Existing work in the static-analysis community has verified that
device driver implementations correctly adhere to complex operating
system kernel locking schemes[SLAM]. We would like to formalize
LLADD's latching and logging APIs, so that these analyses will be
directly applicable to LLADD. This would allow us to verify that data
structure behavior during recovery is equivalent to the behavior that
would result if an abort() was issued on each prefix of the log that
is generated during normal forward operation.
By using coarse latches that are held throughout entire logical
operation invocations, we can drastically reduce the size of this
space, allowing conventional state-state based search techniques (such
as randomized or exhaustive state-space searches, or unit testing
techniques) to be practical. It has been shown that such
coarse-grained latching can yield high-performance concurrent data
structures if semantics-preserving optimizations such as page
prefetching are applied [ARIES/IM].
A separate approach to the static analysis of LLADD extensions uses
compiler optimization techniques. Software built on top of layered
APIs frequently makes calls to low level functions that result in
repeated work. A common example in LLADD involves loops over data
with good locality in the page file. The vast majority of the time,
these loops result in a series of high level API calls that
continually pin and unpin the same underlying data.
The code for each of these high level API calls could be copied into
many different variants with different pinning/unpinning and
latching/unlatching behavior, but this would greatly complicate the
API that application developers must work with, and complicate any
application code that made use of such optimizations.

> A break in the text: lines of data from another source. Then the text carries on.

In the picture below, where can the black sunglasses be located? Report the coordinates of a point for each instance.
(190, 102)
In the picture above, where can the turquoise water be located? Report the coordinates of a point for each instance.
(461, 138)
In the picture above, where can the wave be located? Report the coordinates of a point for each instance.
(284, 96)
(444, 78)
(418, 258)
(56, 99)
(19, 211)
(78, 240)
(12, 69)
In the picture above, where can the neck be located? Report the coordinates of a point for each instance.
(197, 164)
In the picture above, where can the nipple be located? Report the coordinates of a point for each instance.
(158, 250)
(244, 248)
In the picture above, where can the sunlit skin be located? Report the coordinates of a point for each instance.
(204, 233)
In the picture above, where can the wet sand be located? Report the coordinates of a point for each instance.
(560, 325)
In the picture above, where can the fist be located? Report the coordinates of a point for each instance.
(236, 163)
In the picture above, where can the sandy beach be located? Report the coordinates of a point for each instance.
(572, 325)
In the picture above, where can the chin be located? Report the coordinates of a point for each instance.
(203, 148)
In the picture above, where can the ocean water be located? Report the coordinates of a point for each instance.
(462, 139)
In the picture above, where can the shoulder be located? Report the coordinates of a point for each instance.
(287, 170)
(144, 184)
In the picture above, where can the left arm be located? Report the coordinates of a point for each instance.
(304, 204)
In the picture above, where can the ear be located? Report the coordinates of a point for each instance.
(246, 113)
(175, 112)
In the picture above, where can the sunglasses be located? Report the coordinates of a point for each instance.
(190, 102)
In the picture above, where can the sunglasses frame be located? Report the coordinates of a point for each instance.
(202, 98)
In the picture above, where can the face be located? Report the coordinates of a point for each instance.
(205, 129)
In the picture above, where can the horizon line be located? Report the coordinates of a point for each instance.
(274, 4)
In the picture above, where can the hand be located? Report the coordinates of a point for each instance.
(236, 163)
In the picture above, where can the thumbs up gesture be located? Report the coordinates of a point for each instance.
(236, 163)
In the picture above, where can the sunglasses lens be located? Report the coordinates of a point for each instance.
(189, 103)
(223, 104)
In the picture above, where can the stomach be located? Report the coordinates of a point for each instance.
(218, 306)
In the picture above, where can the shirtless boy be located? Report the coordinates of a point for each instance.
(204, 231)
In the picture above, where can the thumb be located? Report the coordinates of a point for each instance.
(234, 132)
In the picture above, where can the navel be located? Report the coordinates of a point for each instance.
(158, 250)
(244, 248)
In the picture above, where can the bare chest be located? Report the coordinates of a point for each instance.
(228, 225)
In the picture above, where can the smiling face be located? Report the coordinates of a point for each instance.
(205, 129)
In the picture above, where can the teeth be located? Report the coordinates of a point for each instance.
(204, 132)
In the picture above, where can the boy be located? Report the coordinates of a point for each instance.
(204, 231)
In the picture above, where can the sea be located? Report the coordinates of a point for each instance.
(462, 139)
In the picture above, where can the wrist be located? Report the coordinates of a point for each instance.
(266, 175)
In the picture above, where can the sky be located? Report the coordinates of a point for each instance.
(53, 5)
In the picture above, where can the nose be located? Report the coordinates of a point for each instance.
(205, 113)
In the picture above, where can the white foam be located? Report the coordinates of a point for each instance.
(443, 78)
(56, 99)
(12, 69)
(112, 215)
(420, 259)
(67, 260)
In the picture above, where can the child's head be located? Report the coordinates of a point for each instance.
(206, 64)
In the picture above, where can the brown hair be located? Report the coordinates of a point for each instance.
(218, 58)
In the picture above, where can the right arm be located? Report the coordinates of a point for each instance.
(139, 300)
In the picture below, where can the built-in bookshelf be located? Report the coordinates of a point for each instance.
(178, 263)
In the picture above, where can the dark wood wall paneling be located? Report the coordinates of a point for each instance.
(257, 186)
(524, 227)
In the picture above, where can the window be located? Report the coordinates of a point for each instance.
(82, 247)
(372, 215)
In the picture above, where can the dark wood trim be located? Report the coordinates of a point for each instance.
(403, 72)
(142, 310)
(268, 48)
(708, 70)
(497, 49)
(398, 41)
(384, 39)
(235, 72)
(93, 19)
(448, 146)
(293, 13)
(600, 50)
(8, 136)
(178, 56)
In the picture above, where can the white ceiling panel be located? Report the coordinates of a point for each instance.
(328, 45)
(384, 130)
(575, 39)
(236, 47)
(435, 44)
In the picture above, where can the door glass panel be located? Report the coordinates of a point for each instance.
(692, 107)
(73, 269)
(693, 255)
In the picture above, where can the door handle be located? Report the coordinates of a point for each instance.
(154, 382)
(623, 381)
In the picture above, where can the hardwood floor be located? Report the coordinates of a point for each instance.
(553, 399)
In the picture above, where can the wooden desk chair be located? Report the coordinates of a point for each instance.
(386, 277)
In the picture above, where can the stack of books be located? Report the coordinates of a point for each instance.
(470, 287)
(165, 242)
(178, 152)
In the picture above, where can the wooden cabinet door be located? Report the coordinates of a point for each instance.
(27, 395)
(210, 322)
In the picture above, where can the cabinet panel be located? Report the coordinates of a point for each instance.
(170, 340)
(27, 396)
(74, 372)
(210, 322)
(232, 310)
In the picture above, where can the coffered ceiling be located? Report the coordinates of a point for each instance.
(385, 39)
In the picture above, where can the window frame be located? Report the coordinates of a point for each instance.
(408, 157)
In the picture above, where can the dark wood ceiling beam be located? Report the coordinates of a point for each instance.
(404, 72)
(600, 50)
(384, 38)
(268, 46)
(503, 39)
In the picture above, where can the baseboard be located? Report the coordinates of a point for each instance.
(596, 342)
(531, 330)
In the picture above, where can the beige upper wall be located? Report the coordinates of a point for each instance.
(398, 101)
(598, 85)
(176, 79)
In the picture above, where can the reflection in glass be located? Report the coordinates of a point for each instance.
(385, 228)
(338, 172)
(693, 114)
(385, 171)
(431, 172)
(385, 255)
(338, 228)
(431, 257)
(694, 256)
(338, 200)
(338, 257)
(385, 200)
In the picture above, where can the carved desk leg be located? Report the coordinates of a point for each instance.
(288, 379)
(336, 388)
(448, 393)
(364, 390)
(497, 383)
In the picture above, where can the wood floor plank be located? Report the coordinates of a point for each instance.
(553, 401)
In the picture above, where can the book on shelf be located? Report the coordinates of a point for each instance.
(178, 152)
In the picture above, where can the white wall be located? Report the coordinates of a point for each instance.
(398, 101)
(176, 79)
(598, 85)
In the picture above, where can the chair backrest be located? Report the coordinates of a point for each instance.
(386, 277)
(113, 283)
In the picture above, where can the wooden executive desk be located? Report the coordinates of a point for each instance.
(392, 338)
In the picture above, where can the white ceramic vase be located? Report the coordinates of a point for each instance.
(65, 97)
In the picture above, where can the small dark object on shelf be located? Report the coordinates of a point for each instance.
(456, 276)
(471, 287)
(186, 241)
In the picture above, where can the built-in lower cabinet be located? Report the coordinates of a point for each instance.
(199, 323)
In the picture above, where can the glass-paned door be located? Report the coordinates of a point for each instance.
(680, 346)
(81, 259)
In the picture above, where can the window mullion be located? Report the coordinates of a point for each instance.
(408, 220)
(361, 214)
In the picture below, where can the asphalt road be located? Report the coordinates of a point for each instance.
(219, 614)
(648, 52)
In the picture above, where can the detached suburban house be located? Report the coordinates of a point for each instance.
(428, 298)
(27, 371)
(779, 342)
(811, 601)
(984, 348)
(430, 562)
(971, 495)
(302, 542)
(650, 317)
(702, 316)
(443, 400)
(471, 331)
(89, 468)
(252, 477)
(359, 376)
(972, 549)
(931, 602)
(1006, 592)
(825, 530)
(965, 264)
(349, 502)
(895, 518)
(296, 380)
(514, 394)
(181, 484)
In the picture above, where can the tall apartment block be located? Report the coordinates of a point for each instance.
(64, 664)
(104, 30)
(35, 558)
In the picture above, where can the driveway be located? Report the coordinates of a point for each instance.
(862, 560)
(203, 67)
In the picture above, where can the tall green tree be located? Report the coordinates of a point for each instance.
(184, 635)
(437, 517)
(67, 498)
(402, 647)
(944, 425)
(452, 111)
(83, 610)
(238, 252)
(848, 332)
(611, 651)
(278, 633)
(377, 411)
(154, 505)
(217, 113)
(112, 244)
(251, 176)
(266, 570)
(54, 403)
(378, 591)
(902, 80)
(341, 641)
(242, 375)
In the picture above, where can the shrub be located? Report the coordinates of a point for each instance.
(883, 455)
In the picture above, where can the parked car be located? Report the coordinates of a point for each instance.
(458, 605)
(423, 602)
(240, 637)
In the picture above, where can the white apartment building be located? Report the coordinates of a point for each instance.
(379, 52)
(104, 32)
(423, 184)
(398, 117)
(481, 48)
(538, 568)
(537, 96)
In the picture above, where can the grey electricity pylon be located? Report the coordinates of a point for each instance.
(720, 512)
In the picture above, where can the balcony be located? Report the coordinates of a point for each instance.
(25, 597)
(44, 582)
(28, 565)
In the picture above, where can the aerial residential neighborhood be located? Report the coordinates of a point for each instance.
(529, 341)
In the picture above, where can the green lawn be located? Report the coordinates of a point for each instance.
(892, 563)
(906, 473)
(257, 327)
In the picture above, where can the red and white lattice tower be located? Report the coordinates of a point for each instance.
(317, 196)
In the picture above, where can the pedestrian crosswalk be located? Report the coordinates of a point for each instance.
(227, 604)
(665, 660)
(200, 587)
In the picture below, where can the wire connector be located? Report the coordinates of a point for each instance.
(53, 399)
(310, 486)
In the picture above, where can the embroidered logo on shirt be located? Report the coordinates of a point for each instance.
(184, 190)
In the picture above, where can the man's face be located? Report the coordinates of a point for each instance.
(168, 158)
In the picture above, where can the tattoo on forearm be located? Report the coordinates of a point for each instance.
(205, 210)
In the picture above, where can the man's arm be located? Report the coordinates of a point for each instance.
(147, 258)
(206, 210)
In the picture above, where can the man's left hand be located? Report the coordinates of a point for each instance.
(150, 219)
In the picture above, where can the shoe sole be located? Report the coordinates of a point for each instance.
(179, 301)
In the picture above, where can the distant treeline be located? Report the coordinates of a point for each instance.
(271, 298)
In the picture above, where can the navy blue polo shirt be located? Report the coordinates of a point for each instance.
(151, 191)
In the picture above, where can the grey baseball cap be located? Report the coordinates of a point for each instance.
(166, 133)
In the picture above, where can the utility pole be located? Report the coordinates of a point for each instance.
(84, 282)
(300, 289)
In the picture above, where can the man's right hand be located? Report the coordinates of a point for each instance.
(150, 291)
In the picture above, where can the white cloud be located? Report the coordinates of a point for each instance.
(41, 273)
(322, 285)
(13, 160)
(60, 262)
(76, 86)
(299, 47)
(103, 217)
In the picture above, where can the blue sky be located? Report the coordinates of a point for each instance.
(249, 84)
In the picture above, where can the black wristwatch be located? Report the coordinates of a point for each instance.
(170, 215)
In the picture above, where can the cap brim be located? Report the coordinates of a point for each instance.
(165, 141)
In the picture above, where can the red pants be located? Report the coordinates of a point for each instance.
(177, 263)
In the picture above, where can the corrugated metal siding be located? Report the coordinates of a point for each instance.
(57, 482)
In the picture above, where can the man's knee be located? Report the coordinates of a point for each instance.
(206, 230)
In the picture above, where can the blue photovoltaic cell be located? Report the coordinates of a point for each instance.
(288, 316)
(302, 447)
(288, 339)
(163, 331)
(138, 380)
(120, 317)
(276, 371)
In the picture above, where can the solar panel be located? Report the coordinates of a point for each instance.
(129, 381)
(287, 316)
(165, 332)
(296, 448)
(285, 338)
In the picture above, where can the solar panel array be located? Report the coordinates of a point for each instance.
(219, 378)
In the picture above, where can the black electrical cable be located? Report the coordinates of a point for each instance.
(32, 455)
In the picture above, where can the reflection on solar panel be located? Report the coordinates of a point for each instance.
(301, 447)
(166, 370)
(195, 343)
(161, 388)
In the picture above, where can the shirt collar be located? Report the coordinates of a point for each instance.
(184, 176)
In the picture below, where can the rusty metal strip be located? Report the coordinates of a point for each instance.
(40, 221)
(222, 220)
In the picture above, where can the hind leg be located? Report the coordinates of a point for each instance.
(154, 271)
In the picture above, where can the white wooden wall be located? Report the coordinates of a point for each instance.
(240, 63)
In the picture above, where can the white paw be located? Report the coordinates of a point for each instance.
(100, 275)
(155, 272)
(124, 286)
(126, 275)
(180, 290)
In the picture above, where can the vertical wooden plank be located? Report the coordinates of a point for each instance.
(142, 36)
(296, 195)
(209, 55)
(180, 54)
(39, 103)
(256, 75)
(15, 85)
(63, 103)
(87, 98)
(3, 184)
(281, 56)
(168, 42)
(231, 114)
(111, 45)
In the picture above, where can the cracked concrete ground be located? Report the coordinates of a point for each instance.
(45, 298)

Compiler optimization techniques such as code hoisting and partial
common subexpression elimination solve analogous problems to remove
redundant computations. Code hoisting moves code outside of loops and
conditionals, while partial common subexpression elimination inserts
checks that decide at runtime whether a particular computation is
redundant. We hope to extend such techniques to reduce the number of
buffer manager and locking calls made by existing code. In situations
where memory is abundant, these calls are a significant performance
bottleneck, especially for read-only operations.
Similar optimization techniques are applicable to application code.
Local LLADD calls are simply normal function calls. Therefore it may
even be possible to apply the transformations that these optimizations
perform to application code that is unaware of the underlying storage
implementation. This class of optimizations would be very difficult
to implement with existing transactional storage systems but should
significantly improve application performance.
We hope to validate our ideas about static analysis by incorporating
them into our development process as we increase the reliability and
overall quality of LLADD's implementation and its APIs.
Our architecture provides a set of tools that allow applications to
implement custom transactional data structures and page layouts. This
avoids "impedance mismatch," simplifying applications and providing
appropriate applications with performance that is comparable or
superior to other general-purpose solutions. By adding support for
automated code verification and transformations we hope to make it
easy to produce correct extensions and to allow simple, maintainable
implementations to compete with special purpose, hand-optimized code.